On the days that I don't have to work, I love watching my favorite cooking shows while I am doing my house work. Food network has it right...about the time I turn on the TV I can watch Barefoot Contessa, Giada at Home, and other lovely shows where chefs and cooks do it up right. Today Ina Garten made Tuscan white bean soup, roasted leg of lamb, and roasted fennel with summer fruits and a mascarpone sauce for dessert. Giada made some amazing looking chicken and steak fajitas with a corn, black bean and tomato salad and espresso churros. I mean really. Great, quality food.
There's only one problem with Food Network's lineup. Right in between Giada at Home and 5 Ingredient Fix (my FAVORITE show), my day is interrupted with 30 Minute Meals. Sometimes what she makes is ok. But sometimes she leaves me grimacing in disgust at the different things she finds acceptable when thrown together. If I hear her remind her watchers one more time that OREGANO means "joy of the mountain" in Greek, I think I am going to throw a gyro at the TV.
My intense dislike of Rachel Ray began when I watched her make a 30-minute disaster that she claimed was intensely reminiscent of San Francisco. The meal included "chow mein" made with spaghetti noodles. Yes, you heard me. Spaghetti noodles. That left me convinced that Rachel has indeed NEVER been to San Francisco. Today's show really grossed me out. Ms. Ray decided to make "ballpark favorites" to eat at home. What in the world possessed her to make mac-n-cheese-dog casserole is beyond me. However, I suppose that just like beans and weiners, it's an acquired taste.
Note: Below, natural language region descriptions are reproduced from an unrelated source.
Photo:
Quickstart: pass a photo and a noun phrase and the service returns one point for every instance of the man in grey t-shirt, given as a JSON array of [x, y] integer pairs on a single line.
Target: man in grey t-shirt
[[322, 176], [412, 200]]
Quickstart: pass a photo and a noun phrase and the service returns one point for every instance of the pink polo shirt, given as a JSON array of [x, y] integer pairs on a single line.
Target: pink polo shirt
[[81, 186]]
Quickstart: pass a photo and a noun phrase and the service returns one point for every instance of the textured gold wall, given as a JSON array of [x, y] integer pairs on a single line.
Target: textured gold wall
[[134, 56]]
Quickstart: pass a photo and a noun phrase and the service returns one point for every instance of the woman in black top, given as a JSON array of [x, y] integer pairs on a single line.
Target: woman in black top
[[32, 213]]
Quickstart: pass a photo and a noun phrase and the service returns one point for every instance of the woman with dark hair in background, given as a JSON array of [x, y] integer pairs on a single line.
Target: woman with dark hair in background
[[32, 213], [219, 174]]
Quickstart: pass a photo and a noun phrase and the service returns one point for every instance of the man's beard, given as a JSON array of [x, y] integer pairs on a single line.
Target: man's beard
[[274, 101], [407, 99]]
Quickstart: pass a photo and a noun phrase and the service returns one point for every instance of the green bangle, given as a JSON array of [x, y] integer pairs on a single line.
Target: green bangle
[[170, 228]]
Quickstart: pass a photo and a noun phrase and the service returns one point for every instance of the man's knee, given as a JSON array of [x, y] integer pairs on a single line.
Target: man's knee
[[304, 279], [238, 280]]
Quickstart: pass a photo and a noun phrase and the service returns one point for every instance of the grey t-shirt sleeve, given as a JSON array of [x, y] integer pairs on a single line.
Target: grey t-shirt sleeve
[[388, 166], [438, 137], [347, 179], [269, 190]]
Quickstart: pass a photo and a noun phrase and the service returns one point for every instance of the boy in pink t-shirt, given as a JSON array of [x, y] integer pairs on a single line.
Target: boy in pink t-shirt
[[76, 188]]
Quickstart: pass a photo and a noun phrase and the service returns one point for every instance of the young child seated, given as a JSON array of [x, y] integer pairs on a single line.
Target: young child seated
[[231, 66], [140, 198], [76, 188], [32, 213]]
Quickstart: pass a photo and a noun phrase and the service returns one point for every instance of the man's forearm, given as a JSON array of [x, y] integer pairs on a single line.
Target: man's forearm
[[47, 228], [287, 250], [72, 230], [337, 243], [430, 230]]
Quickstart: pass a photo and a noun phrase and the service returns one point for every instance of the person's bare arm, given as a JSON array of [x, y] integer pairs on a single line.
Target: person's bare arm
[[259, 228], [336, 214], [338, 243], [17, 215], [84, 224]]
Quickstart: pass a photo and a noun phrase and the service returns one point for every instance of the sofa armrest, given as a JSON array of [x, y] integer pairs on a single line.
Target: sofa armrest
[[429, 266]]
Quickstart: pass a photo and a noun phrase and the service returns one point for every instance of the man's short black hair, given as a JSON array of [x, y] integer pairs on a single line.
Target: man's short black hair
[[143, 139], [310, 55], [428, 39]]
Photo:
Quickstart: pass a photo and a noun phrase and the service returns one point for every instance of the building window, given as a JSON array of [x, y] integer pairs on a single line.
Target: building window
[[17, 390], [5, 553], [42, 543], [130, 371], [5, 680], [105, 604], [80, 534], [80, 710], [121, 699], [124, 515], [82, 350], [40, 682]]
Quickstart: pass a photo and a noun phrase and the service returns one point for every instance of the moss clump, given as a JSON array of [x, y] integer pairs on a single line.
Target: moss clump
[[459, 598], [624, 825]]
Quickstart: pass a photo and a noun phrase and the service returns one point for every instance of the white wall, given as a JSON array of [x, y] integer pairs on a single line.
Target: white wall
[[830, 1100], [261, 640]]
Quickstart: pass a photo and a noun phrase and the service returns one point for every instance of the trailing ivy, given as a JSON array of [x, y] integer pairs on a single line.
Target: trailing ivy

But as I watched her pull out an icky little package of pork dogs (ewwwww!!!), cut them up, and pan fry them in EVOO (EVOO!!!!), I knew that olive oil makers around the world were probably mourning this horrid misuse of their treasured product. I know I almost was.
After this happened the only was I was able to survive the remaining 18 minutes of the show was by pressing the mute button.